🔢 Aggregate Functions
Common Aggregate Functions
| Function | Purpose | Example | Returns |
|---|---|---|---|
| COUNT(*) | Total rows | COUNT(*) AS total | Number |
| COUNT(col) | Non-NULL values | COUNT(salary) | Number |
| SUM(col) | Sum of values | SUM(salary) | Number |
| AVG(col) | Average value | AVG(salary) | Number |
| MIN(col) | Minimum value | MIN(salary) | Any type |
| MAX(col) | Maximum value | MAX(salary) | Any type |
| STDDEV(col) | Standard deviation | STDDEV(salary) | Number |
| VARIANCE(col) | Variance | VARIANCE(salary) | Number |
Basic Aggregate Queries
-- Simple aggregation
SELECT
COUNT(*) AS total_employees,
SUM(salary) AS total_payroll,
AVG(salary) AS avg_salary,
MIN(salary) AS min_salary,
MAX(salary) AS max_salary
FROM employees;
-- Aggregation with DISTINCT
SELECT
COUNT(DISTINCT department_id) AS dept_count,
COUNT(DISTINCT manager_id) AS manager_count
FROM employees;
-- Conditional aggregation
SELECT
COUNT(CASE WHEN salary > 50000 THEN 1 END) AS high_earners,
COUNT(CASE WHEN salary <= 50000 THEN 1 END) AS low_earners
FROM employees;
🎯 GROUP BY Clause
Basic GROUP BY
-- Group by single column
SELECT
department_id,
COUNT(*) AS emp_count,
AVG(salary) AS avg_salary
FROM employees
GROUP BY department_id
ORDER BY avg_salary DESC;
-- Group by multiple columns
SELECT
department_id,
job_id,
COUNT(*) AS emp_count,
SUM(salary) AS total_salary
FROM employees
GROUP BY department_id, job_id
ORDER BY department_id, job_id;
-- Group with JOIN
SELECT
d.department_name,
COUNT(e.employee_id) AS emp_count,
AVG(e.salary) AS avg_salary
FROM employees e
RIGHT JOIN departments d ON e.department_id = d.department_id
GROUP BY d.department_name
ORDER BY emp_count DESC;
🔍 HAVING Clause - Filter Groups
Filter groups after aggregation (similar to WHERE but for groups).

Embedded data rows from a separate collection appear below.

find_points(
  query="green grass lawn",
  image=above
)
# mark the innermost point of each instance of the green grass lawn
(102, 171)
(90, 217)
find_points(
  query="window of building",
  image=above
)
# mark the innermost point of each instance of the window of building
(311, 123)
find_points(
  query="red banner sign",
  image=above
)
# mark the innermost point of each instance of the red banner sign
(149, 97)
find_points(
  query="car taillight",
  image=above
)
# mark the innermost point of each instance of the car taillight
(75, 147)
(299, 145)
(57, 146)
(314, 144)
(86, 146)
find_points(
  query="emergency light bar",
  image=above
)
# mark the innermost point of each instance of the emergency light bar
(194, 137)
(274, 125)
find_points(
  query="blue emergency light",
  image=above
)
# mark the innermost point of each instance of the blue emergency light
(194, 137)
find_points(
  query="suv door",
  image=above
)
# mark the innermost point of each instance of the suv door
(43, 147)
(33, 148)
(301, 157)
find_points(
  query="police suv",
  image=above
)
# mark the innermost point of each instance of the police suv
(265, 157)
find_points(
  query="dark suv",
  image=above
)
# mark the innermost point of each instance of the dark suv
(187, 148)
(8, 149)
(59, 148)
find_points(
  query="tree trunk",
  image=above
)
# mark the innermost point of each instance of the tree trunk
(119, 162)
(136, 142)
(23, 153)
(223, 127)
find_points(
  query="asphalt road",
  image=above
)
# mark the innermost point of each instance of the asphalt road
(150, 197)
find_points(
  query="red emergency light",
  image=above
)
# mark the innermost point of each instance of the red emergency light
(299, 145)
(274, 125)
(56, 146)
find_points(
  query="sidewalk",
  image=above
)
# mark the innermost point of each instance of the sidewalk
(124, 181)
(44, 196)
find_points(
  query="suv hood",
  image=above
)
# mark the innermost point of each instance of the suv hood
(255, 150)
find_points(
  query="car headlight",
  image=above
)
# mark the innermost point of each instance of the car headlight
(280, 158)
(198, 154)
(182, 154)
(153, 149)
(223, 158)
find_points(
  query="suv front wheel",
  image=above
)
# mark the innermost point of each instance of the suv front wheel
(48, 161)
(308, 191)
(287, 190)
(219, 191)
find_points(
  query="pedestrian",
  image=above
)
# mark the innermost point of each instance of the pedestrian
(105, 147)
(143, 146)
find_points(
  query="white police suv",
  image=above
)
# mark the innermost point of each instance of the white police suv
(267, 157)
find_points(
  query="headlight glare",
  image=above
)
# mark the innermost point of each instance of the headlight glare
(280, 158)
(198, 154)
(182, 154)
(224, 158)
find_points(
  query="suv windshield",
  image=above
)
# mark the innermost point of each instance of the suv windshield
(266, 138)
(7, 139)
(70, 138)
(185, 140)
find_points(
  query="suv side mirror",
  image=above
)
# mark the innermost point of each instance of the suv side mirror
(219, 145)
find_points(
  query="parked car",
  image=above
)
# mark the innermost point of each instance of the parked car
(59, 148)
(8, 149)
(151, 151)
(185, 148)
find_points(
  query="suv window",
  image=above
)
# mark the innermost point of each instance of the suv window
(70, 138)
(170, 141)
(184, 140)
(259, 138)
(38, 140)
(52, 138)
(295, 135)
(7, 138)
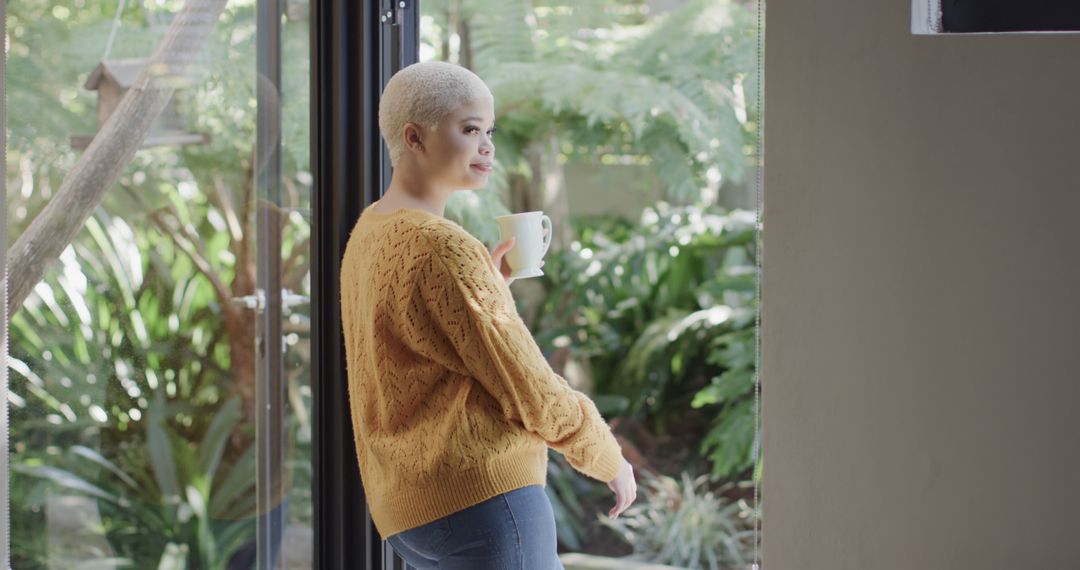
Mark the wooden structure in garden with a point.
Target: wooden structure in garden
(111, 79)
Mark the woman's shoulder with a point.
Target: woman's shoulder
(447, 234)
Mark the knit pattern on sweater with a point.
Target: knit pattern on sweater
(451, 399)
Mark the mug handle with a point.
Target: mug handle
(545, 222)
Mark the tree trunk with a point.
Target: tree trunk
(547, 189)
(110, 151)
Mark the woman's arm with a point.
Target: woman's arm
(472, 306)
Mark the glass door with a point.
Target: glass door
(159, 214)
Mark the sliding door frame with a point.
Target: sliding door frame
(355, 48)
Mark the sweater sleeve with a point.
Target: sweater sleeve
(471, 302)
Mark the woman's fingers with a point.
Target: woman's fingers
(498, 256)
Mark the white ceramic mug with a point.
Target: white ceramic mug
(532, 231)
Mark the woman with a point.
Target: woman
(454, 405)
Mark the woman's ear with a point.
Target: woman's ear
(413, 137)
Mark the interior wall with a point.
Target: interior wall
(921, 294)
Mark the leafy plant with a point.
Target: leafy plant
(680, 523)
(186, 505)
(663, 313)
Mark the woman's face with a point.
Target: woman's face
(459, 151)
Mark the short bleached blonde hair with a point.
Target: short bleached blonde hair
(423, 94)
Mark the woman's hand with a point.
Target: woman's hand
(625, 489)
(498, 256)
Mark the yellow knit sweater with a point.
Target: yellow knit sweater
(453, 403)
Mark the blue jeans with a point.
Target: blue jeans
(510, 531)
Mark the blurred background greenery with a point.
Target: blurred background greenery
(630, 122)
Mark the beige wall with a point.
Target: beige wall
(921, 371)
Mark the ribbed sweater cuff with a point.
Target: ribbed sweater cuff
(607, 464)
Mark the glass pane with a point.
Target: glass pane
(143, 168)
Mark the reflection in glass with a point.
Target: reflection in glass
(134, 368)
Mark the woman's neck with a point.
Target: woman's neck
(407, 192)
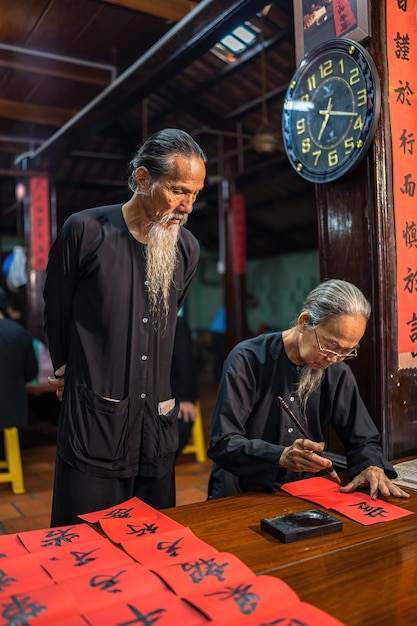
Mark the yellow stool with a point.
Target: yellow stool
(196, 443)
(13, 462)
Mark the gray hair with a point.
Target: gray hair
(335, 297)
(157, 152)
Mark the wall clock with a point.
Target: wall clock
(331, 110)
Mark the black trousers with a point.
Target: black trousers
(76, 492)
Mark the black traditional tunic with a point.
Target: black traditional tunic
(97, 322)
(249, 430)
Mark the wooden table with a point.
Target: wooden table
(363, 575)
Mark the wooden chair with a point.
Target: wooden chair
(196, 443)
(12, 462)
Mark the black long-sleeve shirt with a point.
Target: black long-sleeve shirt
(249, 430)
(97, 321)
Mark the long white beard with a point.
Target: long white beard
(309, 381)
(161, 260)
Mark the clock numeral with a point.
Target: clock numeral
(301, 126)
(306, 145)
(326, 68)
(362, 97)
(316, 155)
(358, 125)
(349, 145)
(333, 158)
(354, 76)
(311, 82)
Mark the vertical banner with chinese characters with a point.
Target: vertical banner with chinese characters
(39, 219)
(402, 76)
(239, 233)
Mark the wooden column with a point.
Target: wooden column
(357, 243)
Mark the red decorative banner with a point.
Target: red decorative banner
(40, 219)
(402, 61)
(239, 233)
(344, 17)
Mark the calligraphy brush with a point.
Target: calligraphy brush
(296, 421)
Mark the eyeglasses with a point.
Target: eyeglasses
(180, 194)
(339, 355)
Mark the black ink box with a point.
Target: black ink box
(301, 525)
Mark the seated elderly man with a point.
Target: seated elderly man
(255, 444)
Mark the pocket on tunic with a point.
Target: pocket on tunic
(168, 432)
(103, 427)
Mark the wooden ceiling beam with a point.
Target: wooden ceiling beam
(168, 9)
(51, 116)
(98, 77)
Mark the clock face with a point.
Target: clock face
(331, 110)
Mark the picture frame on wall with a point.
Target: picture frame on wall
(318, 21)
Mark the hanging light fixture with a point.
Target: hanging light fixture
(265, 139)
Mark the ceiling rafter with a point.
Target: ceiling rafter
(168, 9)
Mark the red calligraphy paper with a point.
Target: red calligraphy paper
(119, 530)
(127, 509)
(203, 573)
(161, 609)
(401, 28)
(356, 505)
(167, 548)
(117, 583)
(40, 540)
(20, 573)
(40, 221)
(46, 605)
(83, 558)
(244, 600)
(344, 17)
(10, 545)
(239, 233)
(301, 614)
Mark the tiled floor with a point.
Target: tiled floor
(31, 510)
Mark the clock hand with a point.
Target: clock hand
(326, 114)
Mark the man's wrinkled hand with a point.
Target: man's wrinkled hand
(58, 382)
(378, 481)
(304, 455)
(187, 412)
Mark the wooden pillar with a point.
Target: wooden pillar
(357, 243)
(234, 277)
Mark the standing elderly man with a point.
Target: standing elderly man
(254, 443)
(116, 278)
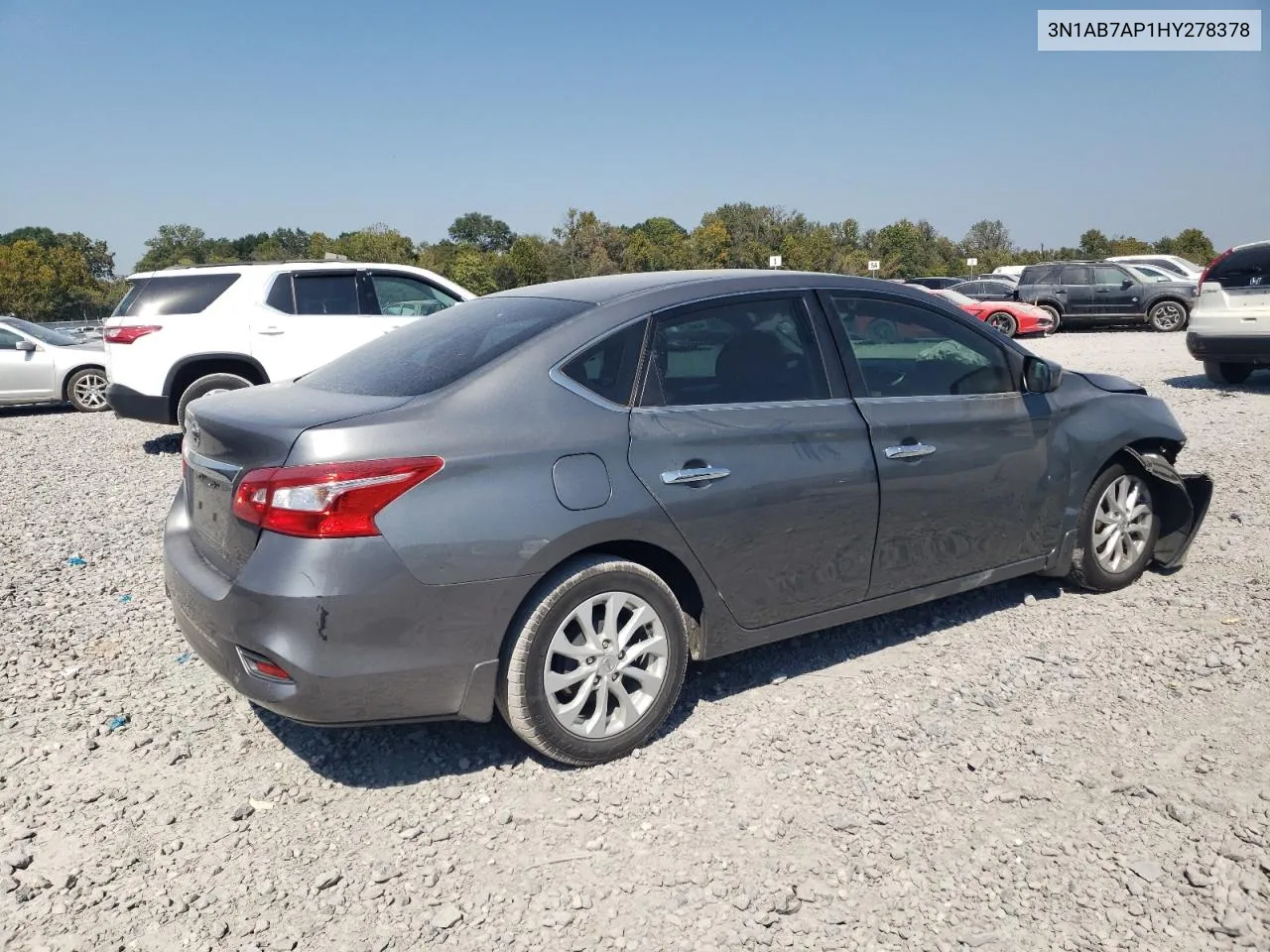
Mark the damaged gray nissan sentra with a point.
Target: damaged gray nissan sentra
(552, 499)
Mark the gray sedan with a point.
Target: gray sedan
(42, 366)
(549, 500)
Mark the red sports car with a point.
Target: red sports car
(1011, 317)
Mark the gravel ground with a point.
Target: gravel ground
(1016, 769)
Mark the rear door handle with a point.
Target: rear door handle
(701, 474)
(908, 451)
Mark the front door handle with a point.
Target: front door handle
(699, 474)
(908, 451)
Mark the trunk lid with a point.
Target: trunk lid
(230, 434)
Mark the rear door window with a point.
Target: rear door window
(407, 296)
(326, 294)
(1245, 268)
(426, 356)
(608, 367)
(749, 352)
(178, 294)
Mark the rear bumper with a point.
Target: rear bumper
(362, 639)
(139, 407)
(1229, 348)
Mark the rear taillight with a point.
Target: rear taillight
(262, 666)
(1199, 285)
(329, 500)
(128, 333)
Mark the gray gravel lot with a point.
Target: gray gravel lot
(1019, 769)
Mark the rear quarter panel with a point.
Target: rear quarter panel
(1092, 425)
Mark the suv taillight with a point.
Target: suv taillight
(327, 500)
(1211, 264)
(130, 333)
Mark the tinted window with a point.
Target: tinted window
(325, 294)
(608, 368)
(180, 294)
(46, 334)
(751, 352)
(906, 350)
(403, 295)
(426, 356)
(1248, 267)
(1039, 275)
(281, 298)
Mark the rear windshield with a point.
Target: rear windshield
(180, 294)
(1245, 268)
(436, 350)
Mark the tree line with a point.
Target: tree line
(54, 276)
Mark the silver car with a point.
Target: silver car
(42, 366)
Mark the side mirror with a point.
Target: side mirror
(1042, 376)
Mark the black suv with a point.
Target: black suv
(1105, 293)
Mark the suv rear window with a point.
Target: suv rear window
(180, 294)
(1039, 275)
(439, 349)
(1245, 268)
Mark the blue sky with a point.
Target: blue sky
(236, 117)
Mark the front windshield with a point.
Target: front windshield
(46, 335)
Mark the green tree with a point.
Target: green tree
(529, 261)
(470, 270)
(1194, 245)
(484, 231)
(48, 284)
(175, 244)
(1095, 244)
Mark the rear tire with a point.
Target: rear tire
(1167, 316)
(211, 384)
(85, 390)
(1227, 373)
(1055, 315)
(1003, 321)
(1116, 531)
(578, 683)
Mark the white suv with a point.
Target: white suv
(1229, 325)
(183, 333)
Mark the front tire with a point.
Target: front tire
(85, 390)
(1227, 373)
(594, 665)
(1005, 322)
(211, 384)
(1116, 531)
(1167, 316)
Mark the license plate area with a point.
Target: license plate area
(211, 507)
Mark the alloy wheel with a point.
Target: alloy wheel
(1121, 524)
(606, 664)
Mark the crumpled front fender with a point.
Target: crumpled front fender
(1182, 503)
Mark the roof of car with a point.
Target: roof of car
(230, 267)
(610, 287)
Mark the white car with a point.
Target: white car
(1229, 325)
(185, 333)
(1180, 268)
(41, 366)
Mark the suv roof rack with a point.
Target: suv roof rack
(245, 264)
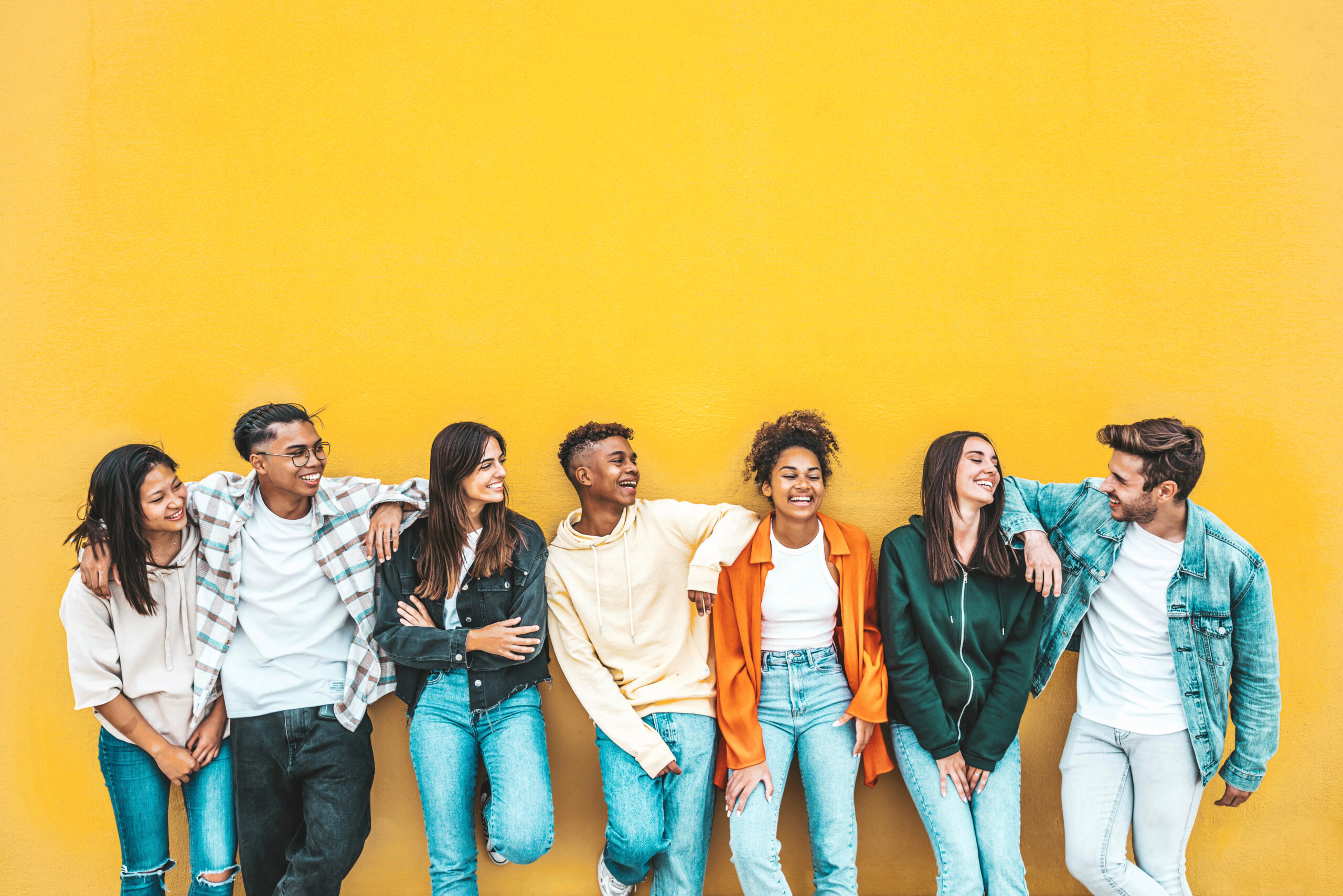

-- HAVING filters groups, WHERE filters rows
SELECT
department_id,
COUNT(*) AS emp_count,
AVG(salary) AS avg_salary
FROM employees
WHERE salary > 40000 -- Row filter (before grouping)
GROUP BY department_id
HAVING COUNT(*) > 5 -- Group filter (after grouping)
ORDER BY emp_count DESC;
-- Multiple HAVING conditions
SELECT
department_id,
COUNT(*) AS emp_count,
AVG(salary) AS avg_salary,
MAX(salary) AS max_salary
FROM employees
GROUP BY department_id
HAVING COUNT(*) > 3
AND AVG(salary) > 60000
AND MAX(salary) > 100000;
-- HAVING with subquery
SELECT
department_id,
COUNT(*) AS emp_count
FROM employees
GROUP BY department_id
HAVING COUNT(*) > (
SELECT AVG(emp_per_dept)
FROM (
SELECT COUNT(*) emp_per_dept
FROM employees
GROUP BY department_id
)
);
📈 ROLLUP - Hierarchical Aggregation
Creates subtotals and grand total from left to right.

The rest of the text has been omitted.